Package 'statistics' reference manual

Title:	Miscellanea Functions For Intro Stats Classes
Description:	The majority of functions in this package are designed to facilitate understanding the statistical concepts taught in the class (such as the functions to create graphics or areas under the normal curve), while some are designed to ease calculations for the lab exercises (for instance the degrees of freedom or the pooled variation for two independent samples).
Authors:	Adrian Dusa [aut, cre, cph]
Maintainer:	Adrian Dusa <[email protected]>
License:	GPL (>= 3)
Version:	0.9
Built:	2025-02-11 06:12:56 UTC
Source:	https://github.com/dusadrian/statistics

A package containing useful functions to teach introductory statistics.

Description

For discreet random variables, draws and calculates the probability of a certain number of favourable outcomes out of a number of repetition of an experiment. For a continous random variable, the graphics represents a normal curve with the area to the left or to the right of a certain z or t value, or between two such values. The package also contains functions to calculate the degrees of freedom and the pooled standard deviation using the t distribution etc.

Details

Package:	statistics
Type:	Package
Version:	0.9
Date:	2025-01-12
License:	GPL-v3

Author(s)

Adrian Dusa

Maintainer: Adrian Dusa ([email protected])

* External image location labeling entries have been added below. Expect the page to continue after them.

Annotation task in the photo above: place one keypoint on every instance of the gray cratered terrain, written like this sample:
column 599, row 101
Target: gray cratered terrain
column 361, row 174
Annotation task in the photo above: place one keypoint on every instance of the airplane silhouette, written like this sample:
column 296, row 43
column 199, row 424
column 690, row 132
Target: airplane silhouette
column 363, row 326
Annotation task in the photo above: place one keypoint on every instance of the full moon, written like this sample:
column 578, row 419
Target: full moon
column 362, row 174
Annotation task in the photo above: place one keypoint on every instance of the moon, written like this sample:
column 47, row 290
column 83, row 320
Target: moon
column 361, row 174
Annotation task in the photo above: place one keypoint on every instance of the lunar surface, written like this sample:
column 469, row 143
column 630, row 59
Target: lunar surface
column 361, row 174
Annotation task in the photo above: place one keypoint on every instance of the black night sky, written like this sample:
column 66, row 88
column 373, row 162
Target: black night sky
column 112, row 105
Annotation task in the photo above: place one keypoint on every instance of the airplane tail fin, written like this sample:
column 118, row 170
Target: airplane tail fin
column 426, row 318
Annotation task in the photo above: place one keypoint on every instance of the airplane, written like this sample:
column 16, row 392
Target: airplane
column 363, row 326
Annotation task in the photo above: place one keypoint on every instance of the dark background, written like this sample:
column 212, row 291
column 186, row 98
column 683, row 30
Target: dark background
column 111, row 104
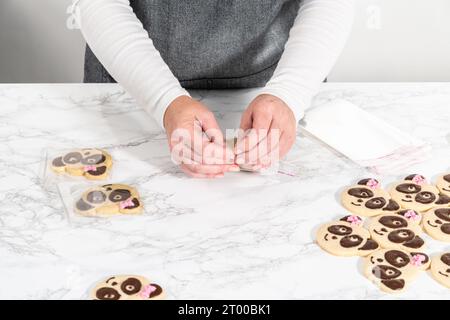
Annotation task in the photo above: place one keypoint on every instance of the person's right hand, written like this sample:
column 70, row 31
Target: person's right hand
column 196, row 141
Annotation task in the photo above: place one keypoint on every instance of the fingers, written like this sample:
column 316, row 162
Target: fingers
column 259, row 128
column 207, row 171
column 197, row 175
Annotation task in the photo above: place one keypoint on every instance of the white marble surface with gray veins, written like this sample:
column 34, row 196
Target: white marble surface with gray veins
column 244, row 236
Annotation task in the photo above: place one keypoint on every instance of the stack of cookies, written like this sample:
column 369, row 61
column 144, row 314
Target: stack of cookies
column 100, row 200
column 390, row 240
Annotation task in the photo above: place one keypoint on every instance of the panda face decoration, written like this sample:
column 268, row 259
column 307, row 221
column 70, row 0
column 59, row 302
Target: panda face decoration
column 368, row 199
column 392, row 270
column 345, row 238
column 92, row 164
column 123, row 287
column 416, row 194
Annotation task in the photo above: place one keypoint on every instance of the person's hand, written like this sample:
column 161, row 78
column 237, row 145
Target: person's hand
column 268, row 132
column 196, row 141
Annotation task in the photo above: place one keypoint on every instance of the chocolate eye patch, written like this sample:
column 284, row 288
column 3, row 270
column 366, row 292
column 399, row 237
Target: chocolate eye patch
column 107, row 294
column 57, row 162
column 443, row 214
column 400, row 236
column 446, row 258
column 360, row 192
column 445, row 228
column 376, row 203
column 393, row 222
column 397, row 258
column 425, row 197
column 131, row 286
column 385, row 272
column 94, row 159
column 340, row 230
column 351, row 241
column 72, row 158
column 119, row 195
column 96, row 197
column 408, row 188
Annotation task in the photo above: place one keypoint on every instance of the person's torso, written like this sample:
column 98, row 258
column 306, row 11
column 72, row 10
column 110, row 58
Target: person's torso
column 218, row 43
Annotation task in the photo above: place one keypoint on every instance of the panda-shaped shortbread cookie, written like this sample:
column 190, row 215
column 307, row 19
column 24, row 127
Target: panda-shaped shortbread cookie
column 393, row 231
column 346, row 237
column 440, row 269
column 392, row 270
column 125, row 287
column 443, row 184
column 436, row 222
column 109, row 200
column 367, row 198
column 415, row 193
column 93, row 164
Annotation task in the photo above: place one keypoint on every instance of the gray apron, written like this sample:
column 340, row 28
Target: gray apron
column 213, row 44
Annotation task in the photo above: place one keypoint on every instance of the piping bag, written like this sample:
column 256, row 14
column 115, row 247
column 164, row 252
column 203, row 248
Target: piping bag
column 364, row 138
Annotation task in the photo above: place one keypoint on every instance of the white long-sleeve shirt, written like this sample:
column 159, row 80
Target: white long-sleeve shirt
column 118, row 39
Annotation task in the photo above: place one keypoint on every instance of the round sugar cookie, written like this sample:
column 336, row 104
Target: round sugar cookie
column 91, row 163
column 393, row 270
column 345, row 237
column 126, row 287
column 415, row 193
column 368, row 199
column 443, row 184
column 440, row 269
column 436, row 222
column 392, row 231
column 109, row 200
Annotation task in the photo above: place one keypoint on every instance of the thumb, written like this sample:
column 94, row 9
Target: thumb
column 211, row 128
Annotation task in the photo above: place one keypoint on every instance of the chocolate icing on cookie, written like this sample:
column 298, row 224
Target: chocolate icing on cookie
column 107, row 294
column 119, row 195
column 109, row 200
column 412, row 176
column 92, row 164
column 396, row 232
column 83, row 206
column 340, row 230
column 98, row 171
column 367, row 198
column 408, row 188
column 57, row 162
column 360, row 192
column 351, row 241
column 392, row 206
column 393, row 269
column 131, row 286
column 445, row 258
column 397, row 258
column 396, row 284
column 416, row 194
column 364, row 182
column 346, row 237
column 124, row 287
column 443, row 199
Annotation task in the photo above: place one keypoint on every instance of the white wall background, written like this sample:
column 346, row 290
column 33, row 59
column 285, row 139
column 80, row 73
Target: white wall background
column 392, row 40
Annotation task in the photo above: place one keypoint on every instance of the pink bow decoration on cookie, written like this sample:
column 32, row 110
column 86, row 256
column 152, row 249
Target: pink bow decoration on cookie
column 417, row 260
column 90, row 168
column 373, row 184
column 147, row 291
column 126, row 204
column 411, row 215
column 354, row 220
column 418, row 179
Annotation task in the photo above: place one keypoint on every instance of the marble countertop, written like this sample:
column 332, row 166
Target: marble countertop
column 241, row 237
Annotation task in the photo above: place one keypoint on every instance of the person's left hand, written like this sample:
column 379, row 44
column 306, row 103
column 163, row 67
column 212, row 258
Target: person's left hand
column 269, row 128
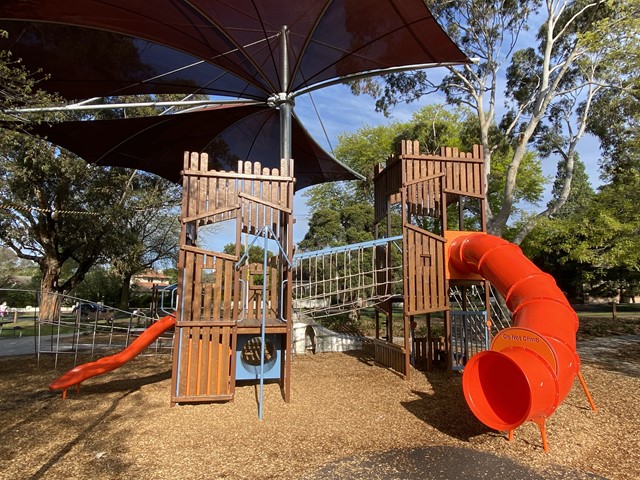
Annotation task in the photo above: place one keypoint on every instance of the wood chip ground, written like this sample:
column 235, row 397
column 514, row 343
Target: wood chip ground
column 348, row 419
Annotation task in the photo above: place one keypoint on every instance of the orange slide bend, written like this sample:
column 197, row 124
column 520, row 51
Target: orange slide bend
column 532, row 365
column 80, row 373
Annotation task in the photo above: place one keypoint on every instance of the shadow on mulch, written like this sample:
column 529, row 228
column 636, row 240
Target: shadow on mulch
column 436, row 463
column 109, row 385
column 438, row 408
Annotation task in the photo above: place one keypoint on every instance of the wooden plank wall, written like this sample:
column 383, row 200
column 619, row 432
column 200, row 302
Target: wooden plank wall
column 425, row 288
column 211, row 293
column 420, row 184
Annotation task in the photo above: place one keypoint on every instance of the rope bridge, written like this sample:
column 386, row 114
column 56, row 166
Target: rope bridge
column 346, row 278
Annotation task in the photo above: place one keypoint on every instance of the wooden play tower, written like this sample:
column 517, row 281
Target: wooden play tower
column 231, row 321
column 435, row 196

ANOVA including the homogeneity of variance test

Description

The function 'anovaFK' - contains two separate tests: in a first state, the Fligner-Killeen test for the homogeneity of variances is run, and function of this test, the Welch approximation is applied if the groups are not homogeneous.

Usage

anovaFK(x, y = NULL, data)
anovaFK(x, y = NULL, data)

Arguments

`x`	A vector of values or a formula object as in 'lhs ~ rhs', unde 'lhs' contains the values and the 'rhs' contains the groups. Both can be vectors or variables from a dataset.
`y`	An optional vector of values, when the two variables are not specified using a formula object.
`data`	A dataset containing the variables specified in the formula object, in case they don't exist as separate objects.

Details

When the variances are not equal, the output differs from the one presented by oneway.test, but the table is similar.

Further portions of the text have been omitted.